Once the key pair is created, pay attention to its fingerprint – a unique identifier for your key. Even if someone creates a key with the same name and email, their fingerprint will be different. Always verify fingerprints when importing keys from others.
Backing up your keys
Kleopatra will offer to back up your key pair immediately after creation. You can also do this at any time by right-clicking your key and selecting Export Secret Keys. Save the file in a secure location.
If you open the exported file in a text editor, you will see a block beginning with BEGIN PGP PRIVATE KEY BLOCK – never share this with anyone. Your public key, safe to distribute, begins with BEGIN PGP PUBLIC KEY BLOCK.
One of GPG's advantages is that private keys are highly portable – you can print them on paper or store them on an encrypted drive. The public key can always be re-derived from the private key, so you only need to keep one file safe.
Importing DEX.fo's public key
DEX.fo's public key details:
·
Algorithm: RSA-4096
·
Key ID:
·
PGP Fingerprint:
In Kleopatra (Windows & Linux):
Click Import in the toolbar → select the file dexfo_pubkey.asc. Kleopatra will display the key details and ask you to confirm. Check that the fingerprint matches the one listed above, then click Certify to mark it as trusted.
In GPG Keychain (macOS):
Go to File > Import… → select dexfo_pubkey.asc. The key will appear in your keychain. Right-click it and select Sign to certify it after verifying the fingerprint.
In OpenKeychain (Android):
Tap the + button → Import from file → select dexfo_pubkey.asc. Verify the fingerprint matches the one listed above before confirming.
In PGPony (iOS):
Open the app → Keys tab → tap + → Import Key → select dexfo_pubkey.asc. Verify the fingerprint before confirming.
You can also import a key by double-clicking the .asc file on desktop – it will open in Kleopatra or GPG Keychain automatically. Keys are also commonly distributed as a plain-text block; in that case, copy the block and use File > Import from Clipboard in Kleopatra. Key files may use .asc, .pgp, or .gpg extensions – all are handled correctly regardless of extension.
Verifying a DEX.fo swap receipt
You will need to download receipt.asc signature file
Option 1: Kleopatra (Windows & Linux)
Click Decrypt/Verify in the toolbar → select receipt.asc. Kleopatra will display the verification result. A green result means the signature is valid and the receipt has not been modified.
Option 2: GPGTools (macOS)
Right-click receipt.asc in Finder → Services > OpenPGP: Verify Signature. GPG Services will show the result.
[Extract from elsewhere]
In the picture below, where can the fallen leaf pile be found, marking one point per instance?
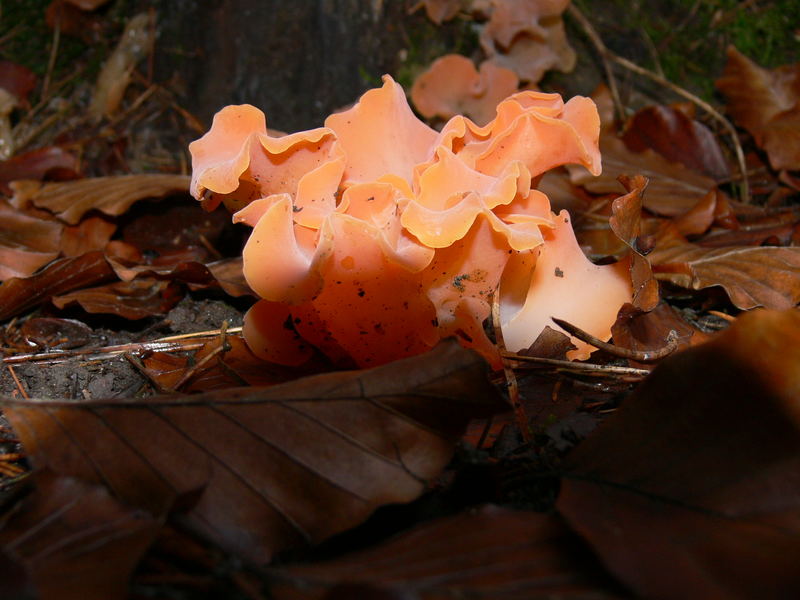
(670, 478)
Option 3: OpenKeychain (Android)
Open the app → tap the menu → Decrypt & Verify → select receipt.asc.
Option 4: PGPony (iOS)
Open the app → Verify tab → import receipt.asc. The app will display the verification result.
Option 5: Command line (advanced)
gpg --import dexfo_pubkey.asc
gpg --verify receipt.asc
A successful verification confirms that the receipt was signed by DEX.fo's private key and has not been tampered with. If even a single character in receipt.asc has been changed after signing, verification will fail.
FAQ
How do I get a PGP public key to post a review?
Download Kleopatra for Windows & Linux, GPGTools for macOS, OpenKeychain for Android, or PGPony for iOS, then create a new OpenPGP key pair in the app.
What file extensions do GPG key files use?
Key files commonly use .asc, .pgp, or .gpg extensions. The extension does not affect how the file is read – all three formats are handled correctly by all apps listed in this guide.
What does "untrusted signature" mean?
It means the key has been imported but not certified by you. To resolve this, right-click the key in Kleopatra and select Certify after verifying the fingerprint matches the one published by DEX.fo.
Can I verify receipts on mobile?
Yes – use OpenKeychain on Android or PGPony on iOS.